Grazie a un team internazionale di ricercatori che ha visto coinvolto, per l’Italia, il Bambino Gesù di Roma, è stata scoperta una nuova malattia genetica ultra-rara che ad oggi conta solamente circa 20 casi in tutto il mondo e che finora era stata scambiata per una grave forma allergica. Si tratta invece di una immunodeficienza congenita identificata per la prima volta grazie allo studio multicentrico internazionale coordinato dal British Columbia Children’s Hospital di Vancouver (Canada), di cui fa parte per l’Italia l’Ospedale Pediatrico Bambino Gesù. Il lavoro che ha dato un volto a questa malattia, scoprendone anche la causa genetica alla base, è stato pubblicato sul Journal of Experimental Medicine.

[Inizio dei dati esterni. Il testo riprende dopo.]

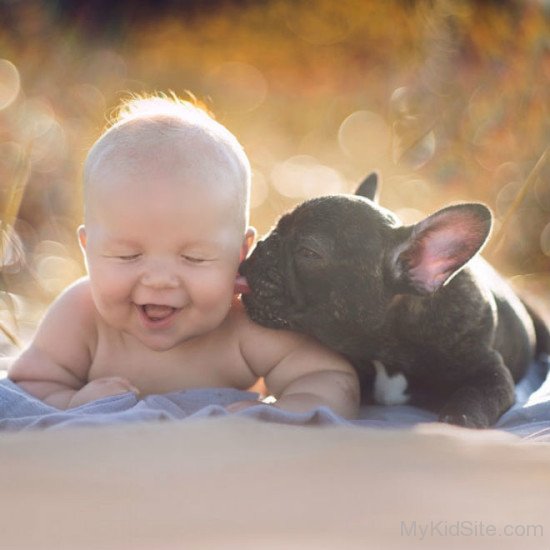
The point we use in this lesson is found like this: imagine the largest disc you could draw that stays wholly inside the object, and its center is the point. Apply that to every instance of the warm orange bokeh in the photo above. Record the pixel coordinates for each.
(449, 100)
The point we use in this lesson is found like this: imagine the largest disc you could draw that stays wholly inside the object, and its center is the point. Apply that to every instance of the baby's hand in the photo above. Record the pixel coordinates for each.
(101, 387)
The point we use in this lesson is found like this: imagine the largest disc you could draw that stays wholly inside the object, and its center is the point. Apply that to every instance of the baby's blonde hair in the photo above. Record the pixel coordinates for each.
(146, 122)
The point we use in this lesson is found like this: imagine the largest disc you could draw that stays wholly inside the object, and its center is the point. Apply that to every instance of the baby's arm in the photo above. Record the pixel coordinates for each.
(300, 372)
(54, 367)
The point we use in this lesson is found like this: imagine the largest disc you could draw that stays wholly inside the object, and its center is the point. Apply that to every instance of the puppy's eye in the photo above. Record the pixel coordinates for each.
(308, 253)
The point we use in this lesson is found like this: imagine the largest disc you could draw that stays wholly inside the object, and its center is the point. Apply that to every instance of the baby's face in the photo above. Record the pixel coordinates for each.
(162, 250)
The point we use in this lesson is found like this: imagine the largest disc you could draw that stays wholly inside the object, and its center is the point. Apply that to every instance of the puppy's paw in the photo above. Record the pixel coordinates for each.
(463, 420)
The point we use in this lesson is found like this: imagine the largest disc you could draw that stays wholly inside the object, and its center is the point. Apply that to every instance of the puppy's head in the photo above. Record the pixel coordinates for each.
(331, 267)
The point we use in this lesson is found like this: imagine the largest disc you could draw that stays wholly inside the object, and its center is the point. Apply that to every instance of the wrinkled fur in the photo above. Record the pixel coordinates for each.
(346, 271)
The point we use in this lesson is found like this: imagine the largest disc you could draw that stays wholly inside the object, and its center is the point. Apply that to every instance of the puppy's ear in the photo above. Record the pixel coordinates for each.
(439, 246)
(369, 187)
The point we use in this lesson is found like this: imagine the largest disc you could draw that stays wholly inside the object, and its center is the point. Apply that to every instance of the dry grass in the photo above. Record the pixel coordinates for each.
(448, 100)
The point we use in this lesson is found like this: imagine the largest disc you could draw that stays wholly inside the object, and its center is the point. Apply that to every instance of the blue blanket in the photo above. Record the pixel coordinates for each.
(529, 418)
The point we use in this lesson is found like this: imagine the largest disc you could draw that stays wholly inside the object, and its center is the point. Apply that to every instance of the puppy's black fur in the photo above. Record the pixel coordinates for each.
(421, 322)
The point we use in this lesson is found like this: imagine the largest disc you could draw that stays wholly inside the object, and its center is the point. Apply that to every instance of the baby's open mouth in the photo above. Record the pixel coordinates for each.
(156, 312)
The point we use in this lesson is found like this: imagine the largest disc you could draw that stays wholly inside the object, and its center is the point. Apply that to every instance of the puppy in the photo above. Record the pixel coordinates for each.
(423, 318)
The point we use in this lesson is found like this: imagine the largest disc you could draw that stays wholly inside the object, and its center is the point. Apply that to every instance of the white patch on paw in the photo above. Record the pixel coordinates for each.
(389, 390)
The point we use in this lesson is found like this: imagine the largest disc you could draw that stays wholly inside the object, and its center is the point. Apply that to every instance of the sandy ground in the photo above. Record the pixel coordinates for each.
(237, 483)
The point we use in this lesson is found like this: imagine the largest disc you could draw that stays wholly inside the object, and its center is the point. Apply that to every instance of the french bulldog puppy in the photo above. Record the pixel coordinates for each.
(423, 318)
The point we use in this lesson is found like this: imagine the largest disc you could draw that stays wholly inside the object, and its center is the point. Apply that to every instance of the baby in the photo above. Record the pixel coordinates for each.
(166, 225)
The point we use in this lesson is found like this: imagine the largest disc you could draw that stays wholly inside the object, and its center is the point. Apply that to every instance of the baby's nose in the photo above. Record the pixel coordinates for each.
(160, 274)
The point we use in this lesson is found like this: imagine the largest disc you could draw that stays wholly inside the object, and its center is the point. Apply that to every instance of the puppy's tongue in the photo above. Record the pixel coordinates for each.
(241, 285)
(157, 312)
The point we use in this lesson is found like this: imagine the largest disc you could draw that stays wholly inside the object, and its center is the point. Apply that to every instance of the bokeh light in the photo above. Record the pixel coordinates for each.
(303, 176)
(449, 101)
(9, 83)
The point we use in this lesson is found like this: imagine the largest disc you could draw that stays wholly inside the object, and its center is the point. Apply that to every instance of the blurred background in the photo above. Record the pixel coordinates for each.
(448, 99)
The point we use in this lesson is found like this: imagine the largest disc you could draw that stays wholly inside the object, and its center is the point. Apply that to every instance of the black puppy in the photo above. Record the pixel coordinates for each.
(420, 325)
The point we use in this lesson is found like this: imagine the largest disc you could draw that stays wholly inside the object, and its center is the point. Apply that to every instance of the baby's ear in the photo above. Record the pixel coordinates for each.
(81, 232)
(249, 237)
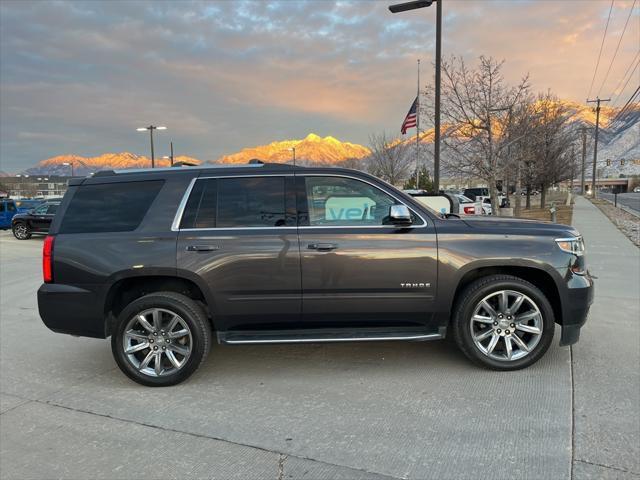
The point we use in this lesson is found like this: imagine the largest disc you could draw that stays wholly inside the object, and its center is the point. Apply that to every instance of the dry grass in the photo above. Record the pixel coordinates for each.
(563, 215)
(627, 223)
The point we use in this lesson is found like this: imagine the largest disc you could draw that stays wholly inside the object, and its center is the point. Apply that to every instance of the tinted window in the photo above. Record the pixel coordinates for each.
(200, 211)
(237, 203)
(339, 201)
(251, 202)
(112, 207)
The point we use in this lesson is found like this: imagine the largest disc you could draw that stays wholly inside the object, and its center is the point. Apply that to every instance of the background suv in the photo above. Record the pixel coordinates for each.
(36, 220)
(162, 260)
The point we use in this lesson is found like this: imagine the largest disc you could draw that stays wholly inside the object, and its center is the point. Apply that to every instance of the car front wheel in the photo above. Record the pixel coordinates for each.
(161, 339)
(503, 322)
(21, 231)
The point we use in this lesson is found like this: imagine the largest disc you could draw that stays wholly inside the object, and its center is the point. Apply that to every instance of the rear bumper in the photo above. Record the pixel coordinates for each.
(71, 310)
(575, 307)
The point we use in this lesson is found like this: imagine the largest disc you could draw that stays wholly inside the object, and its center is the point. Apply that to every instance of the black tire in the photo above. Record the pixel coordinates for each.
(21, 231)
(194, 318)
(473, 294)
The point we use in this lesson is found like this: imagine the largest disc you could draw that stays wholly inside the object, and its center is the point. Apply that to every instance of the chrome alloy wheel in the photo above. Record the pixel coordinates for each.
(506, 325)
(20, 231)
(157, 342)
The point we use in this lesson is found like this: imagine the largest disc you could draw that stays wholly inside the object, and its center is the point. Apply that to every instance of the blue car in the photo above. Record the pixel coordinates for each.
(8, 209)
(26, 205)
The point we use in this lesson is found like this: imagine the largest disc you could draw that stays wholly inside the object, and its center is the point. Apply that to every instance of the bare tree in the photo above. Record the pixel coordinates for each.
(389, 160)
(470, 100)
(550, 142)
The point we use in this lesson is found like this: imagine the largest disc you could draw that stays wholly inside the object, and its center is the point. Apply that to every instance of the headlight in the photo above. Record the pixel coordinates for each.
(574, 245)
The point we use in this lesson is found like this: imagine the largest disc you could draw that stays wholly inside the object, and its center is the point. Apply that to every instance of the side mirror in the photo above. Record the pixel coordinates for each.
(400, 215)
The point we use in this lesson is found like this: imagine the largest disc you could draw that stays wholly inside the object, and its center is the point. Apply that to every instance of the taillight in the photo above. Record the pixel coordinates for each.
(47, 259)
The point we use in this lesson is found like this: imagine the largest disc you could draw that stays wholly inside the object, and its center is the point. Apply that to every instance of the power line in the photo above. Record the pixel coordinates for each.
(625, 76)
(626, 105)
(617, 47)
(626, 83)
(601, 45)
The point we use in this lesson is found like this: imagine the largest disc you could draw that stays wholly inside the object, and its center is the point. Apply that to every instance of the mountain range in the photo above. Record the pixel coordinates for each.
(618, 140)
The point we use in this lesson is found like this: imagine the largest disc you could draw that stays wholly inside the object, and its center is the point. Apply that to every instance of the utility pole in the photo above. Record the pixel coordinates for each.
(584, 158)
(151, 128)
(418, 131)
(436, 136)
(597, 101)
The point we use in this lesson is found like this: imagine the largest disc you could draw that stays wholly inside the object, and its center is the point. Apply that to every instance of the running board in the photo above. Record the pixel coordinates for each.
(319, 336)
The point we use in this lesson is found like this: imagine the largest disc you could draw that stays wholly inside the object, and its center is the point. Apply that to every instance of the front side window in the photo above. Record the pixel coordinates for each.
(341, 201)
(242, 202)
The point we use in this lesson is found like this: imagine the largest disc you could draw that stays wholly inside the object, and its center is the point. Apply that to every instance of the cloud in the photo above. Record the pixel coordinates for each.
(80, 76)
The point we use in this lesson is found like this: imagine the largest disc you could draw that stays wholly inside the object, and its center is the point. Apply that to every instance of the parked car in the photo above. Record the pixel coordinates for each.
(8, 209)
(37, 220)
(481, 194)
(166, 261)
(469, 207)
(24, 205)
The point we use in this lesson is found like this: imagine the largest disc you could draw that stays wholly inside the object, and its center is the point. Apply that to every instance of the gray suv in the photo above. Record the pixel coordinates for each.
(162, 260)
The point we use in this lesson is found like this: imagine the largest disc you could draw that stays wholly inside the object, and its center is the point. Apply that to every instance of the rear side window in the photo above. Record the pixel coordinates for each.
(243, 202)
(110, 207)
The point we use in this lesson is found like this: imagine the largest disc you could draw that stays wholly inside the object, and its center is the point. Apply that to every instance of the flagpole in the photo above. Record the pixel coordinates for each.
(418, 131)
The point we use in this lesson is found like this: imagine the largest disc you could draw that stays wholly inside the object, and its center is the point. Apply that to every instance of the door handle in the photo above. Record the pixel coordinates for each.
(322, 247)
(202, 248)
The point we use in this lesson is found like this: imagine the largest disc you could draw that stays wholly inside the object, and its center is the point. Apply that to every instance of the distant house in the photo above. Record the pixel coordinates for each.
(34, 186)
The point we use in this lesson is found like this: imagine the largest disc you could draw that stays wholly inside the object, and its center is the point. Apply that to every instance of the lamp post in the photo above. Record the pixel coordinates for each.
(403, 7)
(151, 128)
(169, 157)
(69, 164)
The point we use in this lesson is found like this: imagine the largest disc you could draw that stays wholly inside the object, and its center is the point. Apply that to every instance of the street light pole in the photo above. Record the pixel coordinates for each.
(69, 164)
(597, 101)
(403, 7)
(436, 135)
(151, 128)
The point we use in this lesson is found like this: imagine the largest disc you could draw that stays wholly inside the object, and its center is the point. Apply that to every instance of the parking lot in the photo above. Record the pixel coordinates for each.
(371, 410)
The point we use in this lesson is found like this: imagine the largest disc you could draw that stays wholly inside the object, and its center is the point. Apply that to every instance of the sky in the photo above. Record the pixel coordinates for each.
(80, 77)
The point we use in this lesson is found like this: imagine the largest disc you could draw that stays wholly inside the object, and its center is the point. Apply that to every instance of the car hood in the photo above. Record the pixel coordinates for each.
(507, 224)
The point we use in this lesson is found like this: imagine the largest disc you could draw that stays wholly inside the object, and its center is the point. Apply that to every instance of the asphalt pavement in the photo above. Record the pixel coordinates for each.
(629, 200)
(345, 411)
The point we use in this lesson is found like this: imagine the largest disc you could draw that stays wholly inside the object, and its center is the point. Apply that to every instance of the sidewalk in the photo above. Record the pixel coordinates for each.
(606, 360)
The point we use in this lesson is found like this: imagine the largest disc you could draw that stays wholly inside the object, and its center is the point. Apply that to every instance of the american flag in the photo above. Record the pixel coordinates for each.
(411, 118)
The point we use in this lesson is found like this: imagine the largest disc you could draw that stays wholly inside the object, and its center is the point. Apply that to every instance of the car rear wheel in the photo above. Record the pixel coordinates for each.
(503, 322)
(161, 339)
(21, 231)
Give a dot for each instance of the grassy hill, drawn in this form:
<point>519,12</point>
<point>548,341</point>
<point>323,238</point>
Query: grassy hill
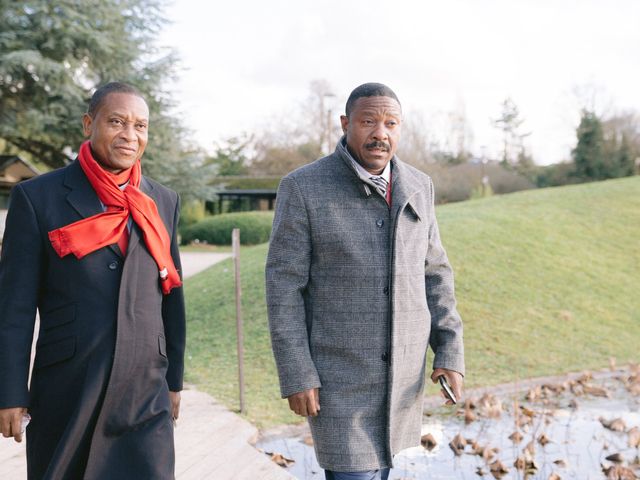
<point>547,282</point>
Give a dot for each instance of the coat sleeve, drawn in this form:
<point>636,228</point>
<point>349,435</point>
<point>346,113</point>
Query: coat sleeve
<point>446,324</point>
<point>20,270</point>
<point>173,317</point>
<point>287,275</point>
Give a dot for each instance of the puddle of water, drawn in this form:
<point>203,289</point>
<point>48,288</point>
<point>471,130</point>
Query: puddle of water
<point>562,430</point>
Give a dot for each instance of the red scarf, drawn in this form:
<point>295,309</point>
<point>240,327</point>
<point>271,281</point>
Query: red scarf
<point>90,234</point>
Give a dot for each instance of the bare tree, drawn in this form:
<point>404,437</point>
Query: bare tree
<point>510,123</point>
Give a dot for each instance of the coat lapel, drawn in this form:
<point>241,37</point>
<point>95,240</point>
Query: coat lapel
<point>135,234</point>
<point>403,187</point>
<point>82,197</point>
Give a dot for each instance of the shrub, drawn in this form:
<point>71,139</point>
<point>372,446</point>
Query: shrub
<point>191,212</point>
<point>255,227</point>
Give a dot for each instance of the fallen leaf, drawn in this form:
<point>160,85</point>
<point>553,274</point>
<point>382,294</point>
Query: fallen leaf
<point>616,425</point>
<point>615,457</point>
<point>469,416</point>
<point>528,412</point>
<point>543,440</point>
<point>281,459</point>
<point>612,363</point>
<point>516,437</point>
<point>530,448</point>
<point>428,441</point>
<point>618,472</point>
<point>595,391</point>
<point>457,444</point>
<point>498,469</point>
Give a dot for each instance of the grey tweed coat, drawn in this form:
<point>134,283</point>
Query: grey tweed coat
<point>356,291</point>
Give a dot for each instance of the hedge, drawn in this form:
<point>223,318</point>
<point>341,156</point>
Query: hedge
<point>255,227</point>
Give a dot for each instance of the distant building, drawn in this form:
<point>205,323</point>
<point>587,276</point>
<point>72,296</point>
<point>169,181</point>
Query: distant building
<point>13,170</point>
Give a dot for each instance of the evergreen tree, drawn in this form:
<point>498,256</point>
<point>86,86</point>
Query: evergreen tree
<point>588,156</point>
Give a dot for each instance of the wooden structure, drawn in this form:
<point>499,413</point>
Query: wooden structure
<point>241,200</point>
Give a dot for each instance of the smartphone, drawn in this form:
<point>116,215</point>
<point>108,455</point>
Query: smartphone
<point>26,418</point>
<point>447,389</point>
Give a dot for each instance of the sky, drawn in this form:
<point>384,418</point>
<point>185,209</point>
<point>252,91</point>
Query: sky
<point>245,64</point>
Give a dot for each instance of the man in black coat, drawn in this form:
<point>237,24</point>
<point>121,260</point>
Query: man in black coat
<point>109,359</point>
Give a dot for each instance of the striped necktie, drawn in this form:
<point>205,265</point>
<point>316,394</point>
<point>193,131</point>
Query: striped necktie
<point>381,185</point>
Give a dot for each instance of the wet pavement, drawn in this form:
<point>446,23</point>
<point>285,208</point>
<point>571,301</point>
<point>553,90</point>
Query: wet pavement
<point>582,427</point>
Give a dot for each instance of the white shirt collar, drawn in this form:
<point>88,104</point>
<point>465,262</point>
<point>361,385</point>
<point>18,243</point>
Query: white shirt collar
<point>386,173</point>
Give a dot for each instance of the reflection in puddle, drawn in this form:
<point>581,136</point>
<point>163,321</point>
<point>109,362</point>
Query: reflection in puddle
<point>568,430</point>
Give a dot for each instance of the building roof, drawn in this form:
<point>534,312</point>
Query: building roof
<point>8,160</point>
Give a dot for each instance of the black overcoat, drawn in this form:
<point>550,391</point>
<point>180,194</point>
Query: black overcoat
<point>110,345</point>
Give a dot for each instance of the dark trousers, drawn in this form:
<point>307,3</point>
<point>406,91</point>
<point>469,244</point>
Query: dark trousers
<point>368,475</point>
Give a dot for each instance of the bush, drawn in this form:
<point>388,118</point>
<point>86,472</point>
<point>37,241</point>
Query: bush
<point>191,212</point>
<point>255,227</point>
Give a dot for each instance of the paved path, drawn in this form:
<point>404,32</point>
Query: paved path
<point>211,442</point>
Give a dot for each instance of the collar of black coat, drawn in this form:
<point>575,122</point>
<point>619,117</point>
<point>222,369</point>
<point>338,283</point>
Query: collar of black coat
<point>84,200</point>
<point>405,182</point>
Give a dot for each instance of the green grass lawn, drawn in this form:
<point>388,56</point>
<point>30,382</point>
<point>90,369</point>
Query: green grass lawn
<point>547,282</point>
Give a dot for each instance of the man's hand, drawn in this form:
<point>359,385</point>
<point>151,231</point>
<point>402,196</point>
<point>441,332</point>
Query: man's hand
<point>11,422</point>
<point>175,404</point>
<point>306,404</point>
<point>454,379</point>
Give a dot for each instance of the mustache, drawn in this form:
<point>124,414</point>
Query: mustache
<point>378,144</point>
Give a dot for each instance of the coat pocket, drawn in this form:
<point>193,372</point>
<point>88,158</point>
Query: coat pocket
<point>59,316</point>
<point>162,346</point>
<point>55,352</point>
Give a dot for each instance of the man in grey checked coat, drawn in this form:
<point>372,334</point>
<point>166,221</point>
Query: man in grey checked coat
<point>358,286</point>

La creazione del Consorzio è stata fondamentale per mettere insieme e condividere i dati di un gruppo di pazienti con caratteristiche cliniche simili, associate allo stesso difetto genetico. Senza questa unione di forze senza confini una malattia così rara rimarrebbe nascosta dalla difficoltà di trovare un numero apprezzabile di pazienti. L’individuazione della malattia e delle sue specifiche cause genetiche ha già consentito di adottare con successo nuove strategie terapeutiche, spiega Caterina Cancrini, responsabile dell’Unità Clinica e di Ricerca delle Immunodeficienze Primitive afferente all’Unità Operativa Complessa di Immunologia Clinica e Vaccinologia dell’Ospedale.
Lo studio ha coinvolto 16 bambini/giovani con un comune quadro clinico caratterizzato da grave allergia, infezioni ricorrenti, dermatite atopica e asma, consentendo di identificare mutazioni nel gene STAT6, che svolge un ruolo cruciale per la formazione di un tipo di cellule del sistema immunitario, i linfociti T, coinvolti principalmente nella risposta allergica. Nonostante i sintomi principali possano mimare una condizione di grave allergia, L’anomalia di questo gene comporta alterazioni della regolazione del sistema immunitario. Nello specifico il Bambino Gesù, unico centro italiano ad aver partecipato allo studio, si è occupato del monitoraggio di uno dei 16 pazienti e degli studi che hanno portato a chiarire il meccanismo alla base. Il paziente seguito fin dai primi anni di vita ha potuto ricevere una diagnosi definitiva in età adulta.